Deployment — Fine-Tuned Classifier¶
Docker for the inference server¶
FROM python:3.11-slim
WORKDIR /app
# CPU-only torch (smaller image)
RUN pip install torch==2.4.1 --index-url https://download.pytorch.org/whl/cpu
COPY requirements-inference.txt .
RUN pip install --no-cache-dir -r requirements-inference.txt
COPY app.py .
COPY merged-model/ ./merged-model/
EXPOSE 8000
CMD ["uvicorn", "app:app", "--host", "0.0.0.0", "--port", "8000"]

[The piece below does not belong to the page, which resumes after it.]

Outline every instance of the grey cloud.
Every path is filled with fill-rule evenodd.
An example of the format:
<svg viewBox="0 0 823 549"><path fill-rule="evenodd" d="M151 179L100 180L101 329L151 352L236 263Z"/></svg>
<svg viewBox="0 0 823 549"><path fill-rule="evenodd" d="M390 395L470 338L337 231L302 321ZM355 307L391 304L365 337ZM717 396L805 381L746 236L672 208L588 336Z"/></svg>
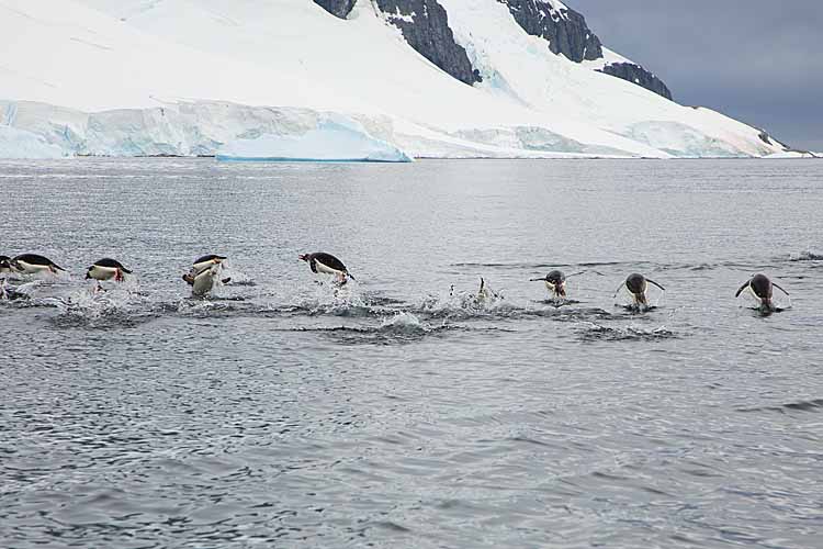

# requirements-inference.txt (CPU-only, no training deps)
transformers==4.45.0
fastapi==0.115.0
uvicorn==0.30.6
pydantic==2.9.0
python-dotenv==1.0.1
The inference container doesn't need GPU
After merging, the weights are standard PyTorch tensors. CPU inference is viable for a 0.5B model: ~200–400ms per classification, vs. < 50ms on GPU. For batch processing, CPU is often sufficient. For < 100ms latency requirements, use a GPU instance.
Fly.io deployment¶
# fly.toml
app = 'sentiment-classifier'
primary_region = 'iad'
[build]
dockerfile = 'Dockerfile'
[http_service]
internal_port = 8000
force_https = true
auto_stop_machines = true
auto_start_machines = true
min_machines_running = 0
[[vm]]
memory = "2gb" # Model weights need ~1GB RAM
cpu_kind = "shared"
cpus = 2
Cold start for local models is 10–30 seconds
Loading a 0.5B model from disk takes 10–30 seconds on the first request. Set min_machines_running = 1 to keep an instance warm, or accept the cold start and show a loading indicator in your UI.
Pushing the model to HuggingFace Hub¶
Share your fine-tuned model and demonstrate open-source contributions:
from huggingface_hub import HfApi
api = HfApi()
api.upload_folder(
folder_path="./merged-model",
repo_id="your-username/qwen2-0.5b-sentiment",
repo_type="model",
)
Then in app.py, replace MODEL_PATH with the Hub repo ID — Transformers will download it automatically:
MODEL_ID = "your-username/qwen2-0.5b-sentiment"
model = AutoModelForCausalLM.from_pretrained(MODEL_ID, ...)